High-Dimensional Images: Consistency Testing

On CelebA-64, SCALLOP matches or exceeds F2D2 in bits-per-dimension (BPD) for negative log-likelihood and FID for sample quality at all numbers of Euler evaluation steps (1, 2, 4, 8). The per-sample BPD error is systematically lower, and training remains more stable, with gradient norms and loss variance markedly reduced. Loss computation consumes only 83% of the wall-clock time required by F2D2.

Practical and Theoretical Implications

SCALLOP provides a practical route to scalable, likelihood-equipped, few-step generative modeling in both molecular and high-dimensional image domains. The elimination of the Hutchinson estimator’s variance and the integration of vectorized objectives are immediately impactful for large-scale scientific modeling, where data dimension and physical symmetries must be accommodated. By consolidating likelihood and sample generation into a unified, highly parallelizable architecture, SCALLOP resolves the typical inference-time bottlenecks encountered by flow-based Boltzmann generators and supports applications such as SNIS-based free energy estimation.

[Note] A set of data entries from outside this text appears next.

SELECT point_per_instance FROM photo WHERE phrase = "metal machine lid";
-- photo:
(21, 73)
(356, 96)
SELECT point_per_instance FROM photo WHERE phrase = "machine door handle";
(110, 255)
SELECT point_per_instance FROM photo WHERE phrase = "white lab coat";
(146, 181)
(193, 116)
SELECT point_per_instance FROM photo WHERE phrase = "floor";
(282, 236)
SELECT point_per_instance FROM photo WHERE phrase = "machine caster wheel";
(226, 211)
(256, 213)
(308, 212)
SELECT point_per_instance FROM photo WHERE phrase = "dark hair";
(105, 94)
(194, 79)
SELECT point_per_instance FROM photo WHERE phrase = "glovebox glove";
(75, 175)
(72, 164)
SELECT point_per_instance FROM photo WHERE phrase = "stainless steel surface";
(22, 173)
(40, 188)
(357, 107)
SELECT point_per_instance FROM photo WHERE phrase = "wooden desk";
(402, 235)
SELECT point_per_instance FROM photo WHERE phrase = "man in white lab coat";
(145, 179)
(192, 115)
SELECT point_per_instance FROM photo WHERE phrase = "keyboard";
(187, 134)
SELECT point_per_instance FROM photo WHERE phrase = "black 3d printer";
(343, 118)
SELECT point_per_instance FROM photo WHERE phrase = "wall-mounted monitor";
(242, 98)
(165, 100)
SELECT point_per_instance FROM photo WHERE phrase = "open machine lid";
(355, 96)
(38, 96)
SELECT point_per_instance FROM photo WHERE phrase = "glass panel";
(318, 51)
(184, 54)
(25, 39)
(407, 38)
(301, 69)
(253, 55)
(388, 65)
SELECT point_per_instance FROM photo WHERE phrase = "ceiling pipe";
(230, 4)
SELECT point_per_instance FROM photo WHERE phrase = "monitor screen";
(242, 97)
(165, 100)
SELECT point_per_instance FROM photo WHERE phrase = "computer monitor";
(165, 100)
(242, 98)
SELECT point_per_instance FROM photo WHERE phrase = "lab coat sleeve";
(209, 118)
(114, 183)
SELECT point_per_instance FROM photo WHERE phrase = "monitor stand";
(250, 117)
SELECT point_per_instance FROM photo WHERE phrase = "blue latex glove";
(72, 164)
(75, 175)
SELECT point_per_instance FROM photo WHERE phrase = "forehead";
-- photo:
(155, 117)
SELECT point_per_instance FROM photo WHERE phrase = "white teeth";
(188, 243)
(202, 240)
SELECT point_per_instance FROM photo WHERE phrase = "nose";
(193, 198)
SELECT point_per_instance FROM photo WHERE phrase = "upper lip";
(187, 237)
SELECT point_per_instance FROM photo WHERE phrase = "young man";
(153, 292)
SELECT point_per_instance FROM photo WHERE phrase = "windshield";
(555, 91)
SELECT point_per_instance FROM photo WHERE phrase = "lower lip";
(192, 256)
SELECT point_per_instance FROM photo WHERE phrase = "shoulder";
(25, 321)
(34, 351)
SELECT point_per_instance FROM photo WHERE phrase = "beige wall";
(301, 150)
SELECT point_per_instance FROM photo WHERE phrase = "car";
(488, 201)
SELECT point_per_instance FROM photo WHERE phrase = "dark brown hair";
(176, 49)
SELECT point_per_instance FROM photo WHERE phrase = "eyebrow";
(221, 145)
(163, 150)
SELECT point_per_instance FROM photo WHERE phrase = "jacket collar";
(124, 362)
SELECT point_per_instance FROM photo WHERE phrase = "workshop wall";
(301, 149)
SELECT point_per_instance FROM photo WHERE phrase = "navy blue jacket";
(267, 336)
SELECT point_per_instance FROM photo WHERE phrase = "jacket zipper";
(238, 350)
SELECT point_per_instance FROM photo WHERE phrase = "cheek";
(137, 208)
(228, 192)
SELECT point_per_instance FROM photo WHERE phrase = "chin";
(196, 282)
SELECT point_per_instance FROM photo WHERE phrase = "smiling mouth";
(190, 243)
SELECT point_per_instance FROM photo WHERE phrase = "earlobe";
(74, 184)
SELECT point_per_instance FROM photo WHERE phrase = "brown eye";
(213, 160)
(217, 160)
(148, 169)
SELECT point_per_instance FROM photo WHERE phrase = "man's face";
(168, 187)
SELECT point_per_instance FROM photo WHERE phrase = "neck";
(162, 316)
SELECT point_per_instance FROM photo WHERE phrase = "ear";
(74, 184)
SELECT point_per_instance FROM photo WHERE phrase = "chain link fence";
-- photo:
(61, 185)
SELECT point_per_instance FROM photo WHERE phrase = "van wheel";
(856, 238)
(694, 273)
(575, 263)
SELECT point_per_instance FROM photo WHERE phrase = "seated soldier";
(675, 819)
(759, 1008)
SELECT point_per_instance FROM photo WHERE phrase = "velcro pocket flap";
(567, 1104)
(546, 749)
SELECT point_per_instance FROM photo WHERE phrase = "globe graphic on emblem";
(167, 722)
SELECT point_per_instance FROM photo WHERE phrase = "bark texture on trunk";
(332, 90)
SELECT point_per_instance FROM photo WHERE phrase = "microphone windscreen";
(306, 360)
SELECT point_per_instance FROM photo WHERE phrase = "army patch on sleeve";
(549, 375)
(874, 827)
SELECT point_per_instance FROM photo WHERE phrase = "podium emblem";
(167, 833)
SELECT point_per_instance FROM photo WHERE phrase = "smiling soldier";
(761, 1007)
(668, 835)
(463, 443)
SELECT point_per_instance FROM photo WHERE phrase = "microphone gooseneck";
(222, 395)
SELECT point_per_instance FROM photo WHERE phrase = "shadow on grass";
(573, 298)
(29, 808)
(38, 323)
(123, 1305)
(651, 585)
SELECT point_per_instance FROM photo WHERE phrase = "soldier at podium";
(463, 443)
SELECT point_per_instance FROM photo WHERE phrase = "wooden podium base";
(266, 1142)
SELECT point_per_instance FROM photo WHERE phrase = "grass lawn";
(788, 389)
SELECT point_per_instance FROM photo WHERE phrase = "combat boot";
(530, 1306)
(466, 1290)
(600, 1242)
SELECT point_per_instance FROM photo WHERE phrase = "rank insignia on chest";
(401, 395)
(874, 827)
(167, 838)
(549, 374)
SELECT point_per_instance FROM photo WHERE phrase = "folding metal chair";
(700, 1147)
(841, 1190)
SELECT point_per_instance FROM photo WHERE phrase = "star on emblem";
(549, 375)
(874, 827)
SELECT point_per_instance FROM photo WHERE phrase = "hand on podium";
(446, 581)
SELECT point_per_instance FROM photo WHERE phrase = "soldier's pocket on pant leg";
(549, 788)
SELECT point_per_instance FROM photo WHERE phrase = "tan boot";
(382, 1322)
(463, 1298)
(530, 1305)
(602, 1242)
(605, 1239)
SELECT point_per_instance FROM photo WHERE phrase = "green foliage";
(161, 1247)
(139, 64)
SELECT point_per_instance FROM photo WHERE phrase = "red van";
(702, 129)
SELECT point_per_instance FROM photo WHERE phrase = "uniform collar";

The theoretical insight of conditional divergence matching prompts a re-examination of training objectives for generative ODEs, potentially informing new approaches for trace-free, higher-order score matching and density-ratio learning.

Limitations and Future Directions

The framework assumes that the learned velocity field closely tracks the ideal transport; the impact of model misspecification and resulting bias in likelihood estimates remains to be quantified. While generation in 1 step is possible, accurate modeling of high-dimensional systems typically requires about 10 steps. Further, global metric improvements over FALCON are not universal—energy-based Wasserstein distances still evidence outlier sensitivity—posing open questions regarding the trade-off between local and global structure fidelity.

Future work should assess the effect of velocity learning bias, extend SCALLOP to stochastic interpolant generalizations, and evaluate integration with advanced SMC-based samplers for enhanced molecular modeling.

Conclusion

SCALLOP establishes a new computational and statistical regime for flow-based generative modeling by enabling efficient, stable, and scalable estimation of both samples and their likelihoods in a few steps. Its adoption will facilitate equilibrium sampling and density-aware generation in high-dimensional scientific and machine learning applications that were previously dominated by the computational burden of likelihood evaluation (2606.29110).